Es ist einfach menschenunwürdig, sich anstellen zu müssen, um abgelaufene Lebensmittel (wohlgemerkt: es gibt einen Grund, warum Lebensmittel mit einem Ablaufdatum versehen sind!) zu erhalten, und ich sehe nicht ein, dass einige Mitbürger dazu gezwungen werden, während andere sich die zehnte Yacht kaufen. Da werden Menschen vor die Wahl gestellt, Verdorbenes zu essen oder zu hungern...
Keiner ist gezwungen, sich bei der Tafel anzustellen. Wobei wohlgemerkt, nicht alle Ausgabestellen mit Anstellen arbeiten. Aber das ist ein anderes Thema.
Es wird keiner gezwungen, sich dort Lebensmittel zu holen. Die Tafel ist eine freiwillige Leistung, die man freiwillig in Anspruch nehmen kann. Es ist durchaus möglich, vom momentanen Arbeitslosengeld 2 Satz satt zu werden.

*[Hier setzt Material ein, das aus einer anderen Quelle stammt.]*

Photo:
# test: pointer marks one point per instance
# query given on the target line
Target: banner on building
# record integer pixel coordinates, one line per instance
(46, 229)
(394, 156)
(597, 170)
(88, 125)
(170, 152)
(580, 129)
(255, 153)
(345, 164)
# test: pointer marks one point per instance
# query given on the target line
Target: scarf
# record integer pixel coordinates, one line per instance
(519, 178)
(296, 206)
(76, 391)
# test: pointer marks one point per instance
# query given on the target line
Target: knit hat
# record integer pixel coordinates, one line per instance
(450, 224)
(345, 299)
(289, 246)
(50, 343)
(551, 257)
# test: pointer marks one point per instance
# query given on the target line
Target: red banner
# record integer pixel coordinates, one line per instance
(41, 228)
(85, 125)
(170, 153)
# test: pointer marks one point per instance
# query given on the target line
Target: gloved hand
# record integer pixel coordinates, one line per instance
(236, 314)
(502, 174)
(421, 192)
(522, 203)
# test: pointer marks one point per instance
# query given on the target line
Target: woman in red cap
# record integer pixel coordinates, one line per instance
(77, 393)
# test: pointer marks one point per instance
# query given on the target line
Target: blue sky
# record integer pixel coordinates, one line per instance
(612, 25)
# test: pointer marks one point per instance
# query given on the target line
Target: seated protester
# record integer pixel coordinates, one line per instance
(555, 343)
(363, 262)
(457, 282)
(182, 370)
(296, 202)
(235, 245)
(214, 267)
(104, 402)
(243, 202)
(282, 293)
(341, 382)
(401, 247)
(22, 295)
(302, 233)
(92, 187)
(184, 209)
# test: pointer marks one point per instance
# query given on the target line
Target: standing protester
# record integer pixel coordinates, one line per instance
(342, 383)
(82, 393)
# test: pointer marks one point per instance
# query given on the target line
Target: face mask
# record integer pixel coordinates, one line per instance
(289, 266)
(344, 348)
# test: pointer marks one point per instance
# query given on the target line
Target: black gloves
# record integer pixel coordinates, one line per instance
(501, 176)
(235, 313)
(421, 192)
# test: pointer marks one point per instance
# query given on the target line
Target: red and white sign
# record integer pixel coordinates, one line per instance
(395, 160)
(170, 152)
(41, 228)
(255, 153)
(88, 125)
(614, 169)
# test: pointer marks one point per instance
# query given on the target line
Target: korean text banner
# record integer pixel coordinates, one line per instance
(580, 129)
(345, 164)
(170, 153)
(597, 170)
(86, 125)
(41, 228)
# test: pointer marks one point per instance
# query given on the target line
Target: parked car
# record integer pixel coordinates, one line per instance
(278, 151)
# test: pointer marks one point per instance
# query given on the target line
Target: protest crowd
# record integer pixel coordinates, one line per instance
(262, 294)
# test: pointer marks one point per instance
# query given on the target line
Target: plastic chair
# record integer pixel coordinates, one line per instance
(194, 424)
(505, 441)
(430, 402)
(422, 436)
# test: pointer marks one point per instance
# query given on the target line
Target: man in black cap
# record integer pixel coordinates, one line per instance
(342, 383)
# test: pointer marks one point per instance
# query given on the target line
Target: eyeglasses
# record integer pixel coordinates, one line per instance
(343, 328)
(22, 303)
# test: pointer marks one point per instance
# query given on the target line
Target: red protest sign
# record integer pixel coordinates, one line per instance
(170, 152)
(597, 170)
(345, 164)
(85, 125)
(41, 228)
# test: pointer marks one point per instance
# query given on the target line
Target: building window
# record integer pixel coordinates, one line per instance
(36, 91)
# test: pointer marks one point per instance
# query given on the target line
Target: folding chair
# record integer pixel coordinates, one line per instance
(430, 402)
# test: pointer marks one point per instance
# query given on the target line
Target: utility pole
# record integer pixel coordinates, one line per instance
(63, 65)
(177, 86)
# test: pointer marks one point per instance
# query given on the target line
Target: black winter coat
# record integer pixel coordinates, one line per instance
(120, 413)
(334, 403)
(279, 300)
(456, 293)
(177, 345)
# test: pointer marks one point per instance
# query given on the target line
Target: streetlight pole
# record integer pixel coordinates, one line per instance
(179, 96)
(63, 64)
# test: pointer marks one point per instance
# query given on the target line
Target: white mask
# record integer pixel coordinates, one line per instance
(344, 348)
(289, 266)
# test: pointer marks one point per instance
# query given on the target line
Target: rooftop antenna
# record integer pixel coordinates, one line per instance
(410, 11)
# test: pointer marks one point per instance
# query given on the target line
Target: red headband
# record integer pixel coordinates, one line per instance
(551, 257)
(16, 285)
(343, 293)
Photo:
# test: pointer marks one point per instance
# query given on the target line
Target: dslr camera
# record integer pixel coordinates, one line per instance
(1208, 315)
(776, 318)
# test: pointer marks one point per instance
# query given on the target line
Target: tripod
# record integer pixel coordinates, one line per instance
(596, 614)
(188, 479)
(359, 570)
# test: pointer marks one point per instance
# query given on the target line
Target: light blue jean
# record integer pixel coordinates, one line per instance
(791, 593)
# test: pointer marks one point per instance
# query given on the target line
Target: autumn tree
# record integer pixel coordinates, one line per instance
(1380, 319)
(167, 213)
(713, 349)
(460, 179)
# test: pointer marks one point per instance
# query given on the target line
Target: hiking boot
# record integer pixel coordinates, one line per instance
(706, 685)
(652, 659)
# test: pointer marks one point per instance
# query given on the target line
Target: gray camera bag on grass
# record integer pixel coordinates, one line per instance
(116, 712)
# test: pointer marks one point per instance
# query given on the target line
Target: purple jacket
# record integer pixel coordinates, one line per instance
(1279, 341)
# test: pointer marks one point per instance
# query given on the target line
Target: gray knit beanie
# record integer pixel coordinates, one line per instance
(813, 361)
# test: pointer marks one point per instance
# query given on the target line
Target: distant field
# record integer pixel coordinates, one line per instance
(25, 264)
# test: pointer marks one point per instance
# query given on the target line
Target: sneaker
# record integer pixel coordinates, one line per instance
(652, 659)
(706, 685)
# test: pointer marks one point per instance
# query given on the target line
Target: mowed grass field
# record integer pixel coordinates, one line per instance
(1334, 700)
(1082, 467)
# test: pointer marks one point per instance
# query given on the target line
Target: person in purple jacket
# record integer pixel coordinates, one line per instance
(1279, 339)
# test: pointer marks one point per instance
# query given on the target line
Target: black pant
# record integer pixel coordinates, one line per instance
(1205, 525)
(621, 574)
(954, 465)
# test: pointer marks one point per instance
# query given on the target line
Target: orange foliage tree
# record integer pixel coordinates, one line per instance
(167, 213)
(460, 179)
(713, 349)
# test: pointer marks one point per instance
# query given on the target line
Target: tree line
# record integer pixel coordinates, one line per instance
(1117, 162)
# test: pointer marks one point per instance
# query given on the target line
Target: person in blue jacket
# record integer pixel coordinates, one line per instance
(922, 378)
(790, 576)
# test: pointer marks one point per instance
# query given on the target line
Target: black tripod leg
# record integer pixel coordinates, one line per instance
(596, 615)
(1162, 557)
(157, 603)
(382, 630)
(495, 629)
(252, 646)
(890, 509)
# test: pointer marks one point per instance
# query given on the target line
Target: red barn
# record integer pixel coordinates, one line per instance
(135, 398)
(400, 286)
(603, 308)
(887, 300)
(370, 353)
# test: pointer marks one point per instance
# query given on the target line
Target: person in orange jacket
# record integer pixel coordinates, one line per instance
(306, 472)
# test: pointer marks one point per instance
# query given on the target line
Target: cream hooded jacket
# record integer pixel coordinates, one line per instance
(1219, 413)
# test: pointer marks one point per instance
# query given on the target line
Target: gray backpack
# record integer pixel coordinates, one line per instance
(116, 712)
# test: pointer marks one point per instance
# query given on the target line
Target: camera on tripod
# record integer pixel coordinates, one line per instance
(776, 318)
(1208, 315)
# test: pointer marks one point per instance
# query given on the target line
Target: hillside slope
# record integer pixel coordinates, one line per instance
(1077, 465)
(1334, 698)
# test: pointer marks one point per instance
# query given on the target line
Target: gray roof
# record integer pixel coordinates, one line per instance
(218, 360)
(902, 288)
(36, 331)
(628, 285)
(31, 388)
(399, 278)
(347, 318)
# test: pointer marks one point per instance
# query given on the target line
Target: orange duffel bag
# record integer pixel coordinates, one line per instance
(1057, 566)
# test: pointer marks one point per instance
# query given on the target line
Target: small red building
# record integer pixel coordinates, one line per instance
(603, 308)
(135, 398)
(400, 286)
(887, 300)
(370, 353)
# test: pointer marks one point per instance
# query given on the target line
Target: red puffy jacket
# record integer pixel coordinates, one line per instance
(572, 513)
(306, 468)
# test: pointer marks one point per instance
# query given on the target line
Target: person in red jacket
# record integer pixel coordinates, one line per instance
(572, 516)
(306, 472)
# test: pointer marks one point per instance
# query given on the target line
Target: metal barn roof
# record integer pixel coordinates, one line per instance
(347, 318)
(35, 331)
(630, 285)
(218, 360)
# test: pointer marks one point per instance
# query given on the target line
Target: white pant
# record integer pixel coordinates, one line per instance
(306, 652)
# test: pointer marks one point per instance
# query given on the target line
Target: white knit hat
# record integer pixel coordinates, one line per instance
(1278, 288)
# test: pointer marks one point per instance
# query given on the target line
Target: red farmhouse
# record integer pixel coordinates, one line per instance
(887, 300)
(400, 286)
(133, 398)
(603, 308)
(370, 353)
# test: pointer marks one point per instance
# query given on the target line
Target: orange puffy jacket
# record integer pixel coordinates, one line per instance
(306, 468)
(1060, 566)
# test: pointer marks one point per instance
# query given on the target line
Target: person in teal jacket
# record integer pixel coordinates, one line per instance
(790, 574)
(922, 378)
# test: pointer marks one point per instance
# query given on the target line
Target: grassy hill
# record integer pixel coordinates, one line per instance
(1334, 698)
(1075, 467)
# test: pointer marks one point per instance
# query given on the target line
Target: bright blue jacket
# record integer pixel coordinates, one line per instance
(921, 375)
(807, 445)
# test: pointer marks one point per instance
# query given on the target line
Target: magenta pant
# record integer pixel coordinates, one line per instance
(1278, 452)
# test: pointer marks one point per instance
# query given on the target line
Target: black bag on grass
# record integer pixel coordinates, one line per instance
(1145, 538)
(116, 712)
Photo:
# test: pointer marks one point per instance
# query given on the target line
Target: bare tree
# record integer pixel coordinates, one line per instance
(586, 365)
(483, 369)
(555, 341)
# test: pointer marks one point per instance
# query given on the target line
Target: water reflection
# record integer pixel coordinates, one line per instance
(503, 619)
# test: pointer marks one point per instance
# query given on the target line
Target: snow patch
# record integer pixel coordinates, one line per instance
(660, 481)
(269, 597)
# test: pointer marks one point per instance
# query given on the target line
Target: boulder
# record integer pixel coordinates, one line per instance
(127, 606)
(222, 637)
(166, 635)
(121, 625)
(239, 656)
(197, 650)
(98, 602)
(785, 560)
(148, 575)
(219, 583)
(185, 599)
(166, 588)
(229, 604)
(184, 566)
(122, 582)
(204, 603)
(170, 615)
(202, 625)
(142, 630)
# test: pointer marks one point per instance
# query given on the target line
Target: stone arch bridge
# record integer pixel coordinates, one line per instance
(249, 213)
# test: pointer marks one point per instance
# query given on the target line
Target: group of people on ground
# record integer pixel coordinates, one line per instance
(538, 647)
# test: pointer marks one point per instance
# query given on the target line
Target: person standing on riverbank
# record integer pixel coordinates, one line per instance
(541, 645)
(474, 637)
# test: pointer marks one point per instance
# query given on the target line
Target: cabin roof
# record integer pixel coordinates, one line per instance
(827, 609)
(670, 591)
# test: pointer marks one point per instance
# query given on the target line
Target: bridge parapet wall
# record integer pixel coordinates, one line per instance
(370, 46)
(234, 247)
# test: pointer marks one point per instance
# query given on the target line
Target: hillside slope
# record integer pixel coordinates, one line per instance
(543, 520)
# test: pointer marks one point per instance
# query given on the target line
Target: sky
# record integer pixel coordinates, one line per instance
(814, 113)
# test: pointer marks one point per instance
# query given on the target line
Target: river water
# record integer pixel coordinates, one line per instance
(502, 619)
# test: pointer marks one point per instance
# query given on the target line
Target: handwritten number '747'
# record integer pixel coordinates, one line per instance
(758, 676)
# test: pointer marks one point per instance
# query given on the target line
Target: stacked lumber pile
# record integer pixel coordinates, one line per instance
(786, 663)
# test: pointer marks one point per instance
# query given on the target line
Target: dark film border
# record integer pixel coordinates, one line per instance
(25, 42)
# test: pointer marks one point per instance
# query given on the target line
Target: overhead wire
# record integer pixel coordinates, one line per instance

Die Tafel sollen unterstützen, aber nicht das komplette Essen ersetzen. Das sollte man auch mal bedenken. Das man sich mit Hilfe der Tafel mit Sicherheit ausgewogener ernähren kann, darüber sollte man auch mal nachdenken.
Die wenigsten Lebensmittel sind abgelaufen. Die meisten Lebensmittel laufen innerhalb der nächsten Tage ab. Manche haben noch ein Mindesthaltbarkeitsdatum von Monaten! Denn es landen auch Lebensmittel dort, die eben aus dem Sortiment genommen werden.
Ich halte es für normal, wenn man Trauben kauft, dass da mal eine oder zwei an der Rebe sind, die bereits anfangen zu faulen oder schon verfault sind. Diese Sachen werden heute aussortiert und an die Tafeln gegeben. Auch das mal eine Kartoffel anfängt zu verderben. Auch diese landen bei der Tafel. So lässt sich die Liste beliebig fortsetzen.
Und man sollte auch den Grundsatz der Tafel mal aus einem anderen Licht betrachten. Es geht hier auch darum, Sachen die eben entsorgt werden würden, an Menschen weiter zu geben, die diese noch gebrauchen können. Den Kreis hat man halt eingeschränkt auf Menschen, die ein niedriges Einkommen haben. Denn ein Arbeitslosengeld 2 Bescheid ist nicht zwingend für jede Tafel notwendig. Und ich möchte nicht wissen, wie viele Menschen sich dort anstellen würden, wenn die Tafeln für jedermann offen wären. Da würden die Herrschaften mit den 10 Yachten sicherlich auch zu sehen sein!